A Modern History
As Russia rattles its sabres in the Baltic, Neil Taylor reconsiders the history of Estonia and its struggle to achieve statehood.
With only 1.3 million inhabitants, Estonia is one of Europe’s least populous nations—yet it boasts one of the continent’s fastest growing economies. In the first serious English-language history of this small Baltic state, Neil Taylor charts Estonia’s long, arduous journey to its present-day prosperity, through a thousand years of occupation by Danes, Swedes, Germans and Russians.
In the wake of the First World War, out of the heat of a national awakening and the collapse of the Russian and German empires, Estonia was recognised as an independent nation in 1920. This was not to last—the country was tossed between the Soviets and Nazis during the Second World War, then fully integrated into the USSR, bringing on more than half a century of renewed occupation and misery. But hopes of true independence never dimmed and, in 1991, the Republic of Estonia was restored.
This unflinching history includes charming moments of colour and levity, from ambassadorial reports on nude bathing and a presidential press conference deliberately held beside a dirty toilet, to the story of a blind pianist, the first foreigner allowed to visit the city of Tartu in the Soviet era.

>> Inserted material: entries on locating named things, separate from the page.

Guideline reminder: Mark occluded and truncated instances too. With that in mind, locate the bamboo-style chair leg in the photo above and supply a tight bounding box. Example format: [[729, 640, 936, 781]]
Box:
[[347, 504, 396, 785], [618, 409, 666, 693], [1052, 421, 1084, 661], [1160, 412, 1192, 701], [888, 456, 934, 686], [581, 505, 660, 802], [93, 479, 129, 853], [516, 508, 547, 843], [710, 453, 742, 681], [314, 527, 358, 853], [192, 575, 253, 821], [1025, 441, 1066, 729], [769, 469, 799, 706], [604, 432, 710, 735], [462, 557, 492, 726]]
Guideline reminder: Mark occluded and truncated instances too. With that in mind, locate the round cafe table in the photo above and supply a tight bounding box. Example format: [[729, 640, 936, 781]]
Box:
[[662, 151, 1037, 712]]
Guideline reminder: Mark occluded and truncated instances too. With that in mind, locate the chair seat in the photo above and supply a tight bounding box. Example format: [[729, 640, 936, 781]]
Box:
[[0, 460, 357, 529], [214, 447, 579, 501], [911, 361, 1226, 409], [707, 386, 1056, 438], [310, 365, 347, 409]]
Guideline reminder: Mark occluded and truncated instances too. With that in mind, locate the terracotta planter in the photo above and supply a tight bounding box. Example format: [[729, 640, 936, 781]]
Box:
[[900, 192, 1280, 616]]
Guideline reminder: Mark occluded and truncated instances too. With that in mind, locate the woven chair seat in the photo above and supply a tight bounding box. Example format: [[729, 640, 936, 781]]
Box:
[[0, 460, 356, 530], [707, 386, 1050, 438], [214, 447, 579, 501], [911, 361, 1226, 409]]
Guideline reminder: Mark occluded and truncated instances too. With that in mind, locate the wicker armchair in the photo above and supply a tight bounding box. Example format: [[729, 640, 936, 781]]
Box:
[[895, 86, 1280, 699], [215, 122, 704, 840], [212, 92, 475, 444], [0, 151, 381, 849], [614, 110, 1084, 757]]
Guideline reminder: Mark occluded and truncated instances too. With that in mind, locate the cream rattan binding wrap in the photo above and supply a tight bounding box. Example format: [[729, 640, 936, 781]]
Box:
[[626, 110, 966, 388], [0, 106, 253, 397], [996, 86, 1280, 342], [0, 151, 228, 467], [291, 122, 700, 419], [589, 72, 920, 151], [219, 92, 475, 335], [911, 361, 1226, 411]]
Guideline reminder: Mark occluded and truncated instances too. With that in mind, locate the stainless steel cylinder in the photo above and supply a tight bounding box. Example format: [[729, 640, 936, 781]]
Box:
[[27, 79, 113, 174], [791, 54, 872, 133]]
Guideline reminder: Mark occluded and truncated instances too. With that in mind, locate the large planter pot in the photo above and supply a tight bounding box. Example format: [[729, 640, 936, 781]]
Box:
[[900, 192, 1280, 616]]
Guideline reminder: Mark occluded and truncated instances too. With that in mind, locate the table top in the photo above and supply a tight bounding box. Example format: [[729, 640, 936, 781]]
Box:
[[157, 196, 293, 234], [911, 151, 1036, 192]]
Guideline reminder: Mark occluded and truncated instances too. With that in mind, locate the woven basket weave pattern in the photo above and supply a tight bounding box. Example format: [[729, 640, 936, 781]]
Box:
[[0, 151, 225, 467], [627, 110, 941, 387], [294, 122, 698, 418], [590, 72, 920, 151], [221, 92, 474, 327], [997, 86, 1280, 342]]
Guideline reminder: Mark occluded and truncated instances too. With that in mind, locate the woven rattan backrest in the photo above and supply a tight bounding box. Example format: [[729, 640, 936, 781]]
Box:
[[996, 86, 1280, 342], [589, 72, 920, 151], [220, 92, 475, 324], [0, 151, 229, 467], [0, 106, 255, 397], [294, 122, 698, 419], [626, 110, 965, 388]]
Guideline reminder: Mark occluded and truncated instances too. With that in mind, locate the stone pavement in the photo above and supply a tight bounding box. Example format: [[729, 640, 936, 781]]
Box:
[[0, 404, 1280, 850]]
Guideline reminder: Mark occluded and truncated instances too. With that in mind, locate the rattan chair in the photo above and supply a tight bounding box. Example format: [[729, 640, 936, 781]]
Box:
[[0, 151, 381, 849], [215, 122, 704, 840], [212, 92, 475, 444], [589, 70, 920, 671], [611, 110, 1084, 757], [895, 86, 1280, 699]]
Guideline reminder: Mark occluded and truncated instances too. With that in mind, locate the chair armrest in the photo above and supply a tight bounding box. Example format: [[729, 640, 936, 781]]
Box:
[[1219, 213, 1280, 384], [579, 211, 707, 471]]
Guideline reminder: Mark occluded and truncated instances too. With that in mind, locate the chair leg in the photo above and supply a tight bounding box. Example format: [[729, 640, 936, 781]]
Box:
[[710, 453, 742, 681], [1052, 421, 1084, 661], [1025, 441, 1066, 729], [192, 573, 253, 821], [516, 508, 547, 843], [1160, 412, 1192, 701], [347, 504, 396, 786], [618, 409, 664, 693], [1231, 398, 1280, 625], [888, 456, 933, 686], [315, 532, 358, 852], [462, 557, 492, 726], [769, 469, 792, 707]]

‘An elegant, informative account of modern Estonia, a country that has emerged into the light after centuries of foreign dominance under Swedes, Russians, Germans and Russians again. It is a tour de force, and a must-read.’ — Robert Service, author of A History of Modern Russia
‘This timely and gripping narrative guides us through Estonia’s rich history: its centuries under foreign control and its dramatic struggles for independence. Neil Taylor wears his erudition lightly, interlacing nuanced history with great insight into leading personalities—and humour. A treat for historians and travellers to Estonia alike.’ — Adrian Bridge, The Telegraph
‘A rare treat. Elegant and concise, Taylor fills a gap in English-language history by telling the complicated story of the fate of a nation. Thanks to his attention to detail and extensive research, British and Estonian readers alike will enjoy the book’s many colourful and little-known anecdotes.’ — Ambassador Kaja Tael, Permanent Representative of Estonia to the EU
‘A history of Estonia which, while highly sympathetic, is not afraid to be justly critical. It is indispensable for anyone wanting to understand Estonia’s struggle for independence, and why the country is becoming the world’s first digitised society.’ — Peter Duncan, Senior Lecturer in Russian Politics and Society, UCL School of Slavonic and East European Studies
Neil Taylor has spent most of his life in the travel business and pioneered tourism to Estonia in 1992. His Bradt Travel Guide to Estonia, now in its seventh edition, remains the definitive guidebook to the country. He divides his time between London and Tallinn.